The Department of Energy has invested 14 years of research and $7 billion studying Yucca Mountain, the only site under consideration to be a national burial ground for 77,000 tons of waste. Yucca would be the first repository of its kind.
"The administration will continue to study the science to determine whether to proceed with the consideration of this site as the location for the repository," the report said. "No waste will be sent to any location until the (Nuclear Regulatory Commission) determines it to be safe."
Earlier this month Vice President Dick Cheney agreed to meet for a 15-minute discussion with Ensign and Sen. Harry Reid, D-Nev., who asked Cheney to consider options to Yucca Mountain.

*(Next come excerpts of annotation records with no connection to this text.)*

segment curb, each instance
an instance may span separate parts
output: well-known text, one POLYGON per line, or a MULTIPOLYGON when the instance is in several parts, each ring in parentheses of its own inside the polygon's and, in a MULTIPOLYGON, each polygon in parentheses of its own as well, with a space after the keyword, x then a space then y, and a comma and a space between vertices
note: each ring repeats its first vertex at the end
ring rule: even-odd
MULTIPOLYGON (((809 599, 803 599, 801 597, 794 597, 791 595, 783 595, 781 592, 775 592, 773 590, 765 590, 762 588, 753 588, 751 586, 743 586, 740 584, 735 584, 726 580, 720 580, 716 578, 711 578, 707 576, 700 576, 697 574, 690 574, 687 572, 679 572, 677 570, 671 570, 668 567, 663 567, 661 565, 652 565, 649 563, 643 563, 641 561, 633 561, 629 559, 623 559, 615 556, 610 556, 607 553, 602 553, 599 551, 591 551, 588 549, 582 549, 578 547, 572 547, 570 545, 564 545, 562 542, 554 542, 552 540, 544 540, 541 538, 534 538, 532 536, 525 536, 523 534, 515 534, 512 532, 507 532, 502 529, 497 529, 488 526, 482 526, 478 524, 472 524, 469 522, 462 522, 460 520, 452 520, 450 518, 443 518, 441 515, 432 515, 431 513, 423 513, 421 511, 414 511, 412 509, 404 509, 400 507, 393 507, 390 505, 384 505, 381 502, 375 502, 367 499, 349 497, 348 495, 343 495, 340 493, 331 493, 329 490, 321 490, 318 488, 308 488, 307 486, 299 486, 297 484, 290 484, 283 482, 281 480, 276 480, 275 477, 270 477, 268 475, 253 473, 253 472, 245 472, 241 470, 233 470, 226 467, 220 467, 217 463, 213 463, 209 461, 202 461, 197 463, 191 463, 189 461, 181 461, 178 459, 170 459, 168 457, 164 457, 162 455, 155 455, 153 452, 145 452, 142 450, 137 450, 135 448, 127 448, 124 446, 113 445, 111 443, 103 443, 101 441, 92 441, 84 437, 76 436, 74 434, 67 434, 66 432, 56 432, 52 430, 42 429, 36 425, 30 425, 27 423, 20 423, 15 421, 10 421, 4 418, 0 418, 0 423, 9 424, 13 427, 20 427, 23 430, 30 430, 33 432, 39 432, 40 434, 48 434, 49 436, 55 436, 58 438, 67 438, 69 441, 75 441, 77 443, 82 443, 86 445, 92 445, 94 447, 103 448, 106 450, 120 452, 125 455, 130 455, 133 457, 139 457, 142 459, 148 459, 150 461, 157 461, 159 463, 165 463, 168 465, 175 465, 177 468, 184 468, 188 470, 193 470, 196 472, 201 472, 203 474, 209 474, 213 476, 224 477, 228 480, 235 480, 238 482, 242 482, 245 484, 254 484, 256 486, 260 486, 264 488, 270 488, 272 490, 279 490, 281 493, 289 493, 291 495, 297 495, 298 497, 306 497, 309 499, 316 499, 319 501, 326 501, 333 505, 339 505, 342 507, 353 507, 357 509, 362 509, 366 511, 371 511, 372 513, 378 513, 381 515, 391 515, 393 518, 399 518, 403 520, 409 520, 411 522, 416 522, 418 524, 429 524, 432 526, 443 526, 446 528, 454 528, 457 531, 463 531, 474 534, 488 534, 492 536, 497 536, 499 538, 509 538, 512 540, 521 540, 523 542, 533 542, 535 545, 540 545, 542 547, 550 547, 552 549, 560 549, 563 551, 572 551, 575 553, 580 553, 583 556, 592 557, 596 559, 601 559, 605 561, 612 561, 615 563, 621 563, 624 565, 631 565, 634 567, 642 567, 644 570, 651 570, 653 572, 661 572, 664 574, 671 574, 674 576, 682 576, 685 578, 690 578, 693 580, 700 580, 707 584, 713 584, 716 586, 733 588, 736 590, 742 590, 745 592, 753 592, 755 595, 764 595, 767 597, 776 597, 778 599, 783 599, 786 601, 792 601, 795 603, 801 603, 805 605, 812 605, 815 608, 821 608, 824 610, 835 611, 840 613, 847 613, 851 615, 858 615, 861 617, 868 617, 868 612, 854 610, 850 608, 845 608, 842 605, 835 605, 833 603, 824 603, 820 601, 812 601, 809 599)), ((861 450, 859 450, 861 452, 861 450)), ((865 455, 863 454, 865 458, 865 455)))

Whether a consequence of the meeting, Bush officials seem ready to consider transmutation and reprocessing to help clear the way for a new era of nuclear power plants.
Transmutation is an expensive and undeveloped technology that involves breaking waste down into a less harmful form through a process of bombarding it with neutrons.
Although the report recommends the United States should develop "fuel treatment technologies that are cleaner, more efficient, less waste-intensive and more proliferation-resistant," Bush's budget did not include money for transmutation research.
Bush also recommends reviewing a national policy that bans reprocessing waste, most of which is in solid form -- bundles of 14-foot rods full of radioactive uranium pellets. That involves hauling the waste to reprocessing plants where it would be recycled into new fuel. France, Britain and Japan reprocess waste.
Reprocessing, or "recycling," involves recovering plutonium, a key component of atom bombs. President Jimmy Carter in the 1970s was worried the plutonium could fall into the wrong hands and effectively banned reprocessing.
Carter's decision left nuclear waste piling up at nuclear reactors.
The report does not direct more specific direction or make budgeting recommendations for developing transmutation or reprocessing.
The nuclear energy industry strongly backs developing Yucca as a permanent dump for its waste. But industry officials are open to transmutation and reprocessing, a spokeswoman said today.
"Any type of technology that would beneifit the continued use of nuclear technologies, not just nuclear power, is a good thing," Nuclear Energy Institute spokeswoman Thelma Wiggins said. But Yucca "is still needed."
Environmental groups oppose most of Bush's plans, including reprocessing and the Yucca plan.
"Reading between the lines, we can see that the administration intends to put its weight behind opening Yucca Mountain," Public Citizen's Lisa Gue said.
Cheney this week told the Associated Press, "The Yucca Mountain is the one that's most, that's farthest along and most advanced ... It's been drawn out for a long time, and if we want to promote the use of nuclear energy, then clearly we've got to address the waste question and get it resolved."
Environmentalists, taxpayer groups and leading Democrats have been quick to criticize the energy plan, drafted by a Cheney task force.
Sen. Harry Reid, D-Nev., has led some Democratic criticism. Earlier this week he told the Los Angeles Times it was a "recipe for disaster."
Cheney was a "stalwart advocate" of subsidies and tax incentives for energy companies during his days in Congress, said Taxpayers for Common Sense, a U.S. budget watchdog group that analyzed his voting record.
"The Vice President has never found a giveaway to big energy that he didn't like," said Cena Swisher, the organization's director.
Cheney in an interview this week denied giving too much consideration to energy industry recommendations.
Environmentalists will spend more money battling the energy plan than they have ever spent because so much is at stake, National Environmental Trust president Phil Clapp said this week.
"What they are assembling is an all-out attack on environmental protections," Clapp said.